Arrange new model parameters into a table.

new <- data.frame(estimate="new",
                  probs=params1$probs[1:4],
                  iteration=2) %>%
                  mutate(X1=c(pnew_x1,
                  y1_x1,
                  y2_x1,
                  y3_x1),
                  X2=c(pnew_x2,
                  y1_x2,
                  y2_x2,
                  y3_x2))
              
#flextable(new)

params2 <- bind_rows(params2, new)

flextable(params2)

estimate	probs	iteration	X1	X2
current	P(X)	2	0.558	0.442
current	P(y1=1\|X)	2	0.831	0.495
current	P(y2=1\|X)	2	0.633	0.279
current	P(y3=1\|X)	2	0.808	0.473
new	P(X)	2	0.561	0.439
new	P(y1=1\|X)	2	0.910	0.392
new	P(y2=1\|X)	2	0.713	0.175
new	P(y3=1\|X)	2	0.889	0.367

As with iteration 1, the probability of component 1 has increased, while the probability for component 2 has decreased. Item agreement is more associated with component 1 than component 2.

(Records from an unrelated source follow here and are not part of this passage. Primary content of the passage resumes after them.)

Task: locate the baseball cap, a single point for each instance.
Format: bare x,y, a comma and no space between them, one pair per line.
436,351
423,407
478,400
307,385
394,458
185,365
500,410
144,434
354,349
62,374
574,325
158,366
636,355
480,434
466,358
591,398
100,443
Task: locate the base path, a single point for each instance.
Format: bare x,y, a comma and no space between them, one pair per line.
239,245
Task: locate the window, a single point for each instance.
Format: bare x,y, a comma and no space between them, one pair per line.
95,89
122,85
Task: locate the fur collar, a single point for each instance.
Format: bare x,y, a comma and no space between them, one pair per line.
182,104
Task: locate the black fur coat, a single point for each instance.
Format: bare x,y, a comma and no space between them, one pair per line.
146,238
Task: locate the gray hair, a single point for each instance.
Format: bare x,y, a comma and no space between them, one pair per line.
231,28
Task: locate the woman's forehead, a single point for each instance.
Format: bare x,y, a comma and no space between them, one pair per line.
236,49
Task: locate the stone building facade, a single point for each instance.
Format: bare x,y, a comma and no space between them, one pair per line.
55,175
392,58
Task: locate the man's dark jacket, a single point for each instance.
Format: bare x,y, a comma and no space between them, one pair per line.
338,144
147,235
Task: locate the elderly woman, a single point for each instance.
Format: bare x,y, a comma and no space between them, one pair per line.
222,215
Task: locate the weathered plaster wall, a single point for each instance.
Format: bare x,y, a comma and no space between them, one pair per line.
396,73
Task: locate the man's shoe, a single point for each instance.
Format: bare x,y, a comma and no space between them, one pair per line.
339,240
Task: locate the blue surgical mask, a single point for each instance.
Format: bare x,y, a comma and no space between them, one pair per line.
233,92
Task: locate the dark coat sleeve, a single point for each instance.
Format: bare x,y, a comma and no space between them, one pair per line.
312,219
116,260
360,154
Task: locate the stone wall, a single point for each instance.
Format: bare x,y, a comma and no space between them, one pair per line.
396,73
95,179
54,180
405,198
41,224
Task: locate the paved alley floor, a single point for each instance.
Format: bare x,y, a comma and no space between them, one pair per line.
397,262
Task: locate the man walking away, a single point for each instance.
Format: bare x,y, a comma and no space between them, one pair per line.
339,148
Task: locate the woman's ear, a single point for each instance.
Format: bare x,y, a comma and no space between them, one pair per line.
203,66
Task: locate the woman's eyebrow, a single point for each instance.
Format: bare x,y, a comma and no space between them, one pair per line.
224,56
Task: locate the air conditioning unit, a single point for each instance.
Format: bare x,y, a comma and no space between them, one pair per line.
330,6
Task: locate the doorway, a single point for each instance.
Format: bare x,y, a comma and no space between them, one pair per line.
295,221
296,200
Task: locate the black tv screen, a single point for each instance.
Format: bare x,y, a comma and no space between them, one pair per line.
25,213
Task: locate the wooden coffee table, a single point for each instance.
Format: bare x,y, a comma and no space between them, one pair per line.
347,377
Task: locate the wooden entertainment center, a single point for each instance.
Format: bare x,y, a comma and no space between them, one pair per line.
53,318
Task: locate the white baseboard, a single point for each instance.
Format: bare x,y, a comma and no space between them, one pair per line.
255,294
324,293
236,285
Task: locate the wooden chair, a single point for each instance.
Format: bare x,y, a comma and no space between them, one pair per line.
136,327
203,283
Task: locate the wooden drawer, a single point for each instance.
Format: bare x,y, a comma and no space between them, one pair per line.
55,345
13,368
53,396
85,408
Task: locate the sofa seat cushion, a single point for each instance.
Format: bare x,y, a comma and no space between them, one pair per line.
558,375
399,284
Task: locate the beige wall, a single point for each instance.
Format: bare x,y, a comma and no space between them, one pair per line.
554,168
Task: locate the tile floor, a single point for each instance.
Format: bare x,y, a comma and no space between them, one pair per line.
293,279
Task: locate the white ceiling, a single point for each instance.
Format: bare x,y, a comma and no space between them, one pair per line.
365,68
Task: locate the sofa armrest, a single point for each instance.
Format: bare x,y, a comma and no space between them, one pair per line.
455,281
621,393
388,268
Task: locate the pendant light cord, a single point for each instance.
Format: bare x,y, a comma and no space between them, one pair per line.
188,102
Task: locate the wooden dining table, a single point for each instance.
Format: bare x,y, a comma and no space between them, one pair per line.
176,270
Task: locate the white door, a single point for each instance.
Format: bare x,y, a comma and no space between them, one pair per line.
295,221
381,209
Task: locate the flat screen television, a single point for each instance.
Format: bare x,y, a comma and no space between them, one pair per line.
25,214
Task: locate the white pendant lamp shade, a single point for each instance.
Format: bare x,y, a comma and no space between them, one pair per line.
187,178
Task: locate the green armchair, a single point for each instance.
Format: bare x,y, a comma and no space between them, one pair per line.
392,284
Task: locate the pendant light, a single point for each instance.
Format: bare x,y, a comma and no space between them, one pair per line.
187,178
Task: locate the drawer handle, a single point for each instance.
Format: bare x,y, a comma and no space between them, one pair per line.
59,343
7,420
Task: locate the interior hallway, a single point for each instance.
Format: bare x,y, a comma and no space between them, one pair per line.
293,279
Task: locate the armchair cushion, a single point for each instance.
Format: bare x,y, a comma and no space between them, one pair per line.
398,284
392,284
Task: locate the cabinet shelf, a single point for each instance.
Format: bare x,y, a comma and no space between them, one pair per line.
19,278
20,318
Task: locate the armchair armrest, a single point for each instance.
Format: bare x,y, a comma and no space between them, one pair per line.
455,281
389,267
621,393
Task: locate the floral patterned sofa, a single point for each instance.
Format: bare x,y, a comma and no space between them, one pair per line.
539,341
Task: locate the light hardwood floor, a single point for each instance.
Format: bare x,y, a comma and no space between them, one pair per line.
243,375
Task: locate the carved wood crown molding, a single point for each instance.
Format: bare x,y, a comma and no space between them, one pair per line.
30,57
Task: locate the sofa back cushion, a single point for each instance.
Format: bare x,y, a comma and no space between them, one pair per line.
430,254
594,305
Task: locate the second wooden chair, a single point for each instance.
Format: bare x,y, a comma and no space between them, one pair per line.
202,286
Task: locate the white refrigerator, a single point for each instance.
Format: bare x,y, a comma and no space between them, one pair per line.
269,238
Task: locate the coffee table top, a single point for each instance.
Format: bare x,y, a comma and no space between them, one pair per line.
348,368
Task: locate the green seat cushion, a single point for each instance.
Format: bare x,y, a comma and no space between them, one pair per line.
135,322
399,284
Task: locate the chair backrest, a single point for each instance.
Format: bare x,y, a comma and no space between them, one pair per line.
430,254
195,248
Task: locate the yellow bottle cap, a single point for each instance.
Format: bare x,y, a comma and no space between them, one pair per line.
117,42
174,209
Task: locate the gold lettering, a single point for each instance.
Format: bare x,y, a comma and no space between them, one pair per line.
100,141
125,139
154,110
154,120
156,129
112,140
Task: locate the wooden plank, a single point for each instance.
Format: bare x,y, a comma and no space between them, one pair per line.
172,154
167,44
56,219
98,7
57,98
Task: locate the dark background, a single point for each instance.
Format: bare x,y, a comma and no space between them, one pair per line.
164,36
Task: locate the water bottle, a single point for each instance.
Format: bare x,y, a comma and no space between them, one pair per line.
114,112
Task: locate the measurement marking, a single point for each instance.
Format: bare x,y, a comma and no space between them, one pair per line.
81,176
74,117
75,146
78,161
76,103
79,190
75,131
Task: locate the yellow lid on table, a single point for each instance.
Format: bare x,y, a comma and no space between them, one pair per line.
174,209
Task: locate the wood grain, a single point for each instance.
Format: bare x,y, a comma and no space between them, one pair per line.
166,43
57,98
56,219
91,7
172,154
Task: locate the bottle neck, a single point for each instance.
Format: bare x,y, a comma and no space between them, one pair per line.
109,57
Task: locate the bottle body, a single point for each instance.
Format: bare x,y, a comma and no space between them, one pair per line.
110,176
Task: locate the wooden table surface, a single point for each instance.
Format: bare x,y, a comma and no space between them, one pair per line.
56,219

Now let’s look at the log likelihood.

freqs2 <- freqs2 %>%
  mutate(ll=frq*log(joint_y))

flextable(freqs2)

val	frq	perc	iteration	joint_x1	joint_x2	joint_y	x1_y	x2_y	frq_x1	frq_x2	ll
1-1-1	696	0.406	2	0.4250	0.0653	0.2661	0.8916	0.108	620.56	75.4	-921.4
1-1-2	68	0.040	2	0.1329	0.1290	0.1312	0.5656	0.434	38.46	29.5	-138.1
1-2-1	275	0.160	2	0.2460	0.1685	0.2118	0.6485	0.351	178.34	96.7	-426.8
1-2-2	130	0.076	2	0.0586	0.1880	0.1158	0.2828	0.717	36.76	93.2	-280.3
2-1-1	34	0.020	2	0.0865	0.0667	0.0777	0.6209	0.379	21.11	12.9	-86.9
2-1-2	19	0.011	2	0.0206	0.0744	0.0444	0.2593	0.741	4.93	14.1	-59.2
2-2-1	125	0.073	2	0.0500	0.1722	0.1040	0.2687	0.731	33.59	91.4	-282.9
2-2-2	366	0.214	2	0.0119	0.1920	0.0915	0.0728	0.927	26.64	339.4	-875.3

ll_2 <- sum(freqs2$ll)
ll_1

[1] -3468

ll_2

[1] -3071

The overall log likelihood has increased, which means we are closer to our convergance (maximization of the likelihood of the data).

These iterations continue, with each iteration guaranteed to increase the log likelihood of the model. When the iterations result in negligible increases to the log likelihood, the algorithm is said to have converged and we have arrived at a solution.

It’s possible that the algorithm identified a local maximum, rather than a global maximum. Initialize a few different random starts to see if you get to the same solution. If you do not, take the solution with the highest log likelihood.